WHY analyze provenance data

The spectrum of possible reasons for conducting meta-analyses on provenance data is broad. Our goal is to provide a comprehensive overview of existing body of literature that analyze provenance datafor specific purposes. At a high-level, we can categorize the goals of the existing work as:

Understanding the User
"The goal of visualization is to create visual tools to support the user’s reasoning and decision-making with data."
Evaluation of System and Algorithms
"Evaluation of a visual design or system with the primary purpose of non-trivial analysis of provenance data."
Adaptive Systems
"A better understanding of the system and the user’s analytic process give rise to opportunities to create adaptive systems."
Model Steering
"Modeling steering leverages provenance data to improve the underlying data representations, machine learning models, or projection calculations in the case of high-dimensional datasets."
Replication, Verifiction, and Re-Application
"Using interaction logs to perform real-time or post-hoc quantification to validate the analysis results or to replicate the process when a similar problem arises."
Report Generation and Storytelling
"Provenance data are used to automatically generate summary reports of an analysis session."

WHAT types of provenance data to analyze

Now that we have considered the different reasons WHY researchers analyze provenance data, the next challenge is to determine how the user’s interactions can be encoded, represented, and stored. The choice of the encoding has a direct impact on the downstream analysis of the provenance data as well as the expected outcome. From the perspective of analysis techniques, the decision of how to encode the provenance data can also dictate the types of analyses that can be applied.

"Record of user's interactions with a visualization tool into a temporally ordered list."
"To examine and re-apply users' provenance information for automated analyses, rules and grammars are applied."
"The goal of provenance and interaction analysis is often expressed as the (machine learning) model that a user is constructing, steering, or exploring."
"Since the purpose of using a visualization is to explore data, discover patterns and relations, and eventually build knowledge, many visualization systems encode the user’s interactions as knowledge graphs, concept graphs, or history graphs."

HOW to analyze provenance data

User interactions collected from a visual data exploration or analysis session can be analyzed in a variety of ways.
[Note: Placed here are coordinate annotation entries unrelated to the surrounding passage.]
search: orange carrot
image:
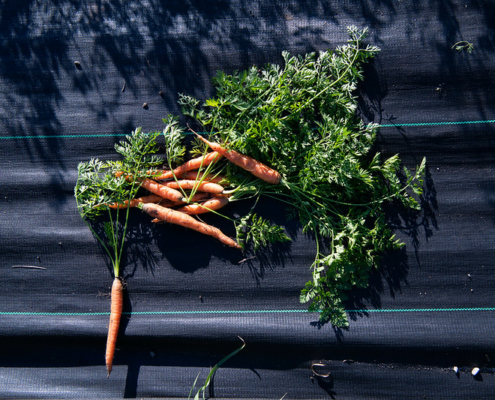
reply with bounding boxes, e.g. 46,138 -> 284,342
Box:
196,134 -> 282,184
176,197 -> 229,215
141,178 -> 185,201
153,151 -> 222,181
105,277 -> 124,377
140,203 -> 241,249
181,170 -> 226,183
164,179 -> 223,194
108,194 -> 163,209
In the most simplistic cases, the user interaction data can be stored as part of the “undo/redo” mechanism with little data processing required. In thw WHAT section, we focus on complex analysis methods that researchers apply to the interaction data to derive insight into the user’s analysis intent, re-purpose past analyses, predict future user actions, or create analysis summaries.We organize the observed methods into five primary categories:.

Classification Models
"The overarching goal of classification is to map a user action to one or more categories."
Pattern Analysis
"Detect patterns in data or logs, either as an automated pattern analysis or a manual pattern analysis."
Probabilistic Models / Prediction
"Identify trends and predict possible future interactions in provenance data with probabilistic models."
Programm Synthesis
"Convert the user interactions into an executable script that can be applied to a new dataset by using a script or executable sets of operations based on past user interactions."
Interactive Visual Analysis
"Additional analysis methods, with an overarching theme of interacting with visual representations of provenance data and generating insight from such interactions."